L'esistenza di un'autorità terrena è per l'uomo il prezzo della prima colpa,
in un certo senso è una conseguenza del peccato originale: all'instaurazione del
regno di Dio, ogni dominazione umana avrà termine. Nell'attesa che ciò si
realizzi, lo schiavo deve ubbidire al padrone, il governato al governante: la
condizione di schiavo e di suddito infatti è in un certo modo naturale, in
quanto è legittima in rapporto al disordine in cui giace l'uomo dopo il peccato,
all'avvilimento della sua natura conseguente alla disobbedienza.
Dunque, il potere temporale trae forza e giustificazione da ciò stesso che lo
condanna, cioè dal suo rapporto con il peccato.
L'ETÀ MEDIEVALE
Dialettica e Sacra pagina
Nel secolo XI si è soliti individuare un dibattito tipico, tra dialettici e
teologi. Esso consiste nel problema relativo alla liceità o meno
dell'applicazione della logica aristotelica, trasmessa all'Occidente attraverso
le opere di Boezio alla pagina biblica.

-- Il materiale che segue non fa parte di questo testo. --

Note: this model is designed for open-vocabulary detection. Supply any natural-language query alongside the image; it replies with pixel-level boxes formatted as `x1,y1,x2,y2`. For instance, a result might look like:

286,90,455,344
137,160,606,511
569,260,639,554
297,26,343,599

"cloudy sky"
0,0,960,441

Ci si chiedeva se la parola di Dio,
quale era ritenuta essere la Bibbia in quanto testo rivelato, fosse suscettibile
di indagine grammaticale e logica, senza il pericolo di snaturarne il contenuto
a partire dalle regole della sintassi della parola umana.
Le posizioni, al tempo, furono diverse: alcuni, come Pier Damiani, si opposero
risolutamente all'esercizio della logica in campo teologico, ritenendolo
pericoloso e potenzialmente eretico; altri, come Berengario di Tours, assunsero
posizioni estremamente critiche nei confronti della dottrina tradizionale della
Chiesa, proprio a partire dall'applicazione indiscriminata dei principi logici
alle pagine bibliche, desumendo conseguenze inedite e indebite da una lettura
razionalistica della letteratura religiosa; altri ancora, assumendo un cauto
atteggiamento mediano, aprirono la strada alla stagione più feconda della
teologia occidentale.
Tra questi Lanfranco da Pavia e il suo discepolo Anselmo di Aosta.
Un problema che si è dimostrato centrale in questo dibattito (e che ha
costituito i prodromi della disciplina teologica) è quello dell'esistenza di
Dio.
Tale problema non è da intendere, naturalmente, nel suo senso razionalistico e
moderno, quello che, a partire dalla filosofia di Renato Cartesio (nel XVII
secolo), è divenuto centrale nella speculazione filosofica, fino a divenire
l'assurdo tormento dei pensatori, vale a dire la cosiddetta “prova
dell'esistenza di Dio”, concepita come se la ragione umana fosse, per così dire,
capace di affermarsi superiore a Dio stesso dimostrandone senza appello
l'obbligatoria esistenza; l'argomentare sull'esistenza di Dio, invece, per i
medievali significa dimostrare che, proprio grazie a Dio, dato per scontato come
presupposto evidente di ogni cosa, le linee guida del pensiero umano, e quindi i
criteri teoretici ed etici (del pensiero e dell'azione), collimano con le
dinamiche del creato in una sintonia facilmente rintracciabile ad ogni livello,
benché disturbata dalla limitatezza e dalla fatica della condizione dell'uomo
(condizione di peccatore).
Dimostrare l'esistenza di Dio, allora, significa per il medievale arrivare a vedere per via
intellettiva ciò che appare come la più grande evidenza estetica, o come la
prima e più ingenua persuasione dell'uomo.
Anselmo d'Aosta
Nato ad Aosta, priore del monastero benedettino del Bec e infine arcivescovo
di Canterbury, Anselmo, come si è detto, è uno dei principali rappresentanti
della via mediana tra dialettica e sacra pagina.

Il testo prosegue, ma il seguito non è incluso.